Q: My best friend is having a baby and I’m in charge of planning the baby shower. I could use a little direction. Pinterest is a little overwhelming. Giant cakes of diapers doesn’t really speak to my aesthetic. I want something classy and simple.
A: Start with a color scheme for the party decor. White and cream or pale pink and off white (for a girl) or baby blue and gray (if it’s a boy) are all understated choices.
Once you’ve got your color scheme, buy plates, napkins, cups, wrapping paper in those colors only. Keep it classy by using sturdy bamboo plates rather than paper plates. Buy some fresh flowers in your color scheme and place them in glass mason jars around the party room. You could buy some silk ribbon to tie around the jar or jute string for a more earthy look.
For a fun element, ask your pregnant friend’s parents for photos of her when she was a baby and try to get photos of her husband as a baby too. Take the pictures to your local photo store and print them in black and white large scale sizes. Decorate the room with the photos by poking holes in them or attach loops and hanging from a string like streamers from the ceiling, across a doorway or simply display on shelves, walls and tables.
Don’t forget about the food. Invest in one professionally done menu item like the cake. Leave the fancy frosting work (done in your color scheme, of course) to a pro.
Q: What are your thoughts on white furniture? In theory if you’re childless and petless, it should work, right? My slipcovers don’t seem to stay clean and I’m thinking of dying them or something. Any ideas?
A: I love white. I’m not afraid of white. Even if you do have pets or kids, don’t be wary of white furniture. One way to go is white leather because it’s easy to wipe down. White cotton duck slipcovers or white denim are also durable in addition to being machine washable. My son once covered an entire white chair cushion in colorful crayon and it came right out after one wash. White microfibers like suede or indoor/outdoor Sunbrella fabrics are also easy to keep clean.

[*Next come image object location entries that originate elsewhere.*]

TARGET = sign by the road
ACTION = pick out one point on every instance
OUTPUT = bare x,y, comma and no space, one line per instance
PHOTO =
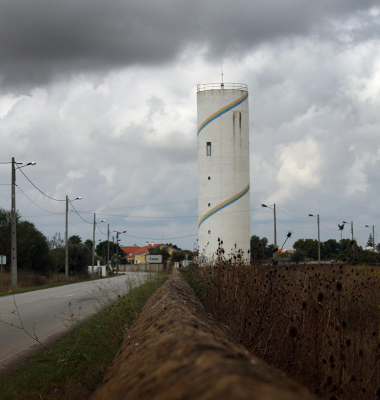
153,259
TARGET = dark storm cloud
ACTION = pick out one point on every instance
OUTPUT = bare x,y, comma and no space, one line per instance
41,38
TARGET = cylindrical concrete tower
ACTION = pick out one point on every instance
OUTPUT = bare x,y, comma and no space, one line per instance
223,168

But let’s be real. White does show dirt more and requires some upkeep, but you benefit from the simple, chic, clean look. As for your slipcovers, dyeing is definitely an option. It’s best to dye a lighter color to dark so you’re already off to a good start. Keep in mind that you want a half ounce of dye per every two pounds of fabric. Always wash your fabric in warm water to rinse out all the excess color after the dying process. And finally stick to all-natural cloth, like cotton or linen, that isn’t water-resistant or permanent-press for best results. Don’t use wool.
Here are a couple of my favorite approaches to dying furniture fabrics:
Before you break out the dye, think outside of the box. What if you tie dyed your slipcovers? How about a spiral pattern tie dye sofa cushion? Spread your fabric on a flat surface and find the center. Grab the center with your middle finger and thumb and begin twisting. Keep twisting until the entire piece of fabric is in a spiral round bunch. Secure the fabric in the spiral position with a few rubber bands. Then drop it into your dye! Remove the bands when you are done to see the tie dye affect.
You could also take it to the next level by giving your couch an ombre shading effect. These subtle gradations of color from dark to lighter will look stunning on a piece of furniture. Dip each end of your fabric in separate dye baths with two different colors. And spoon dye from both of the baths over the middle section to create a third color. This will work best with a slipcover that is smaller and symmetrical like a square seat cushion or chair back cover.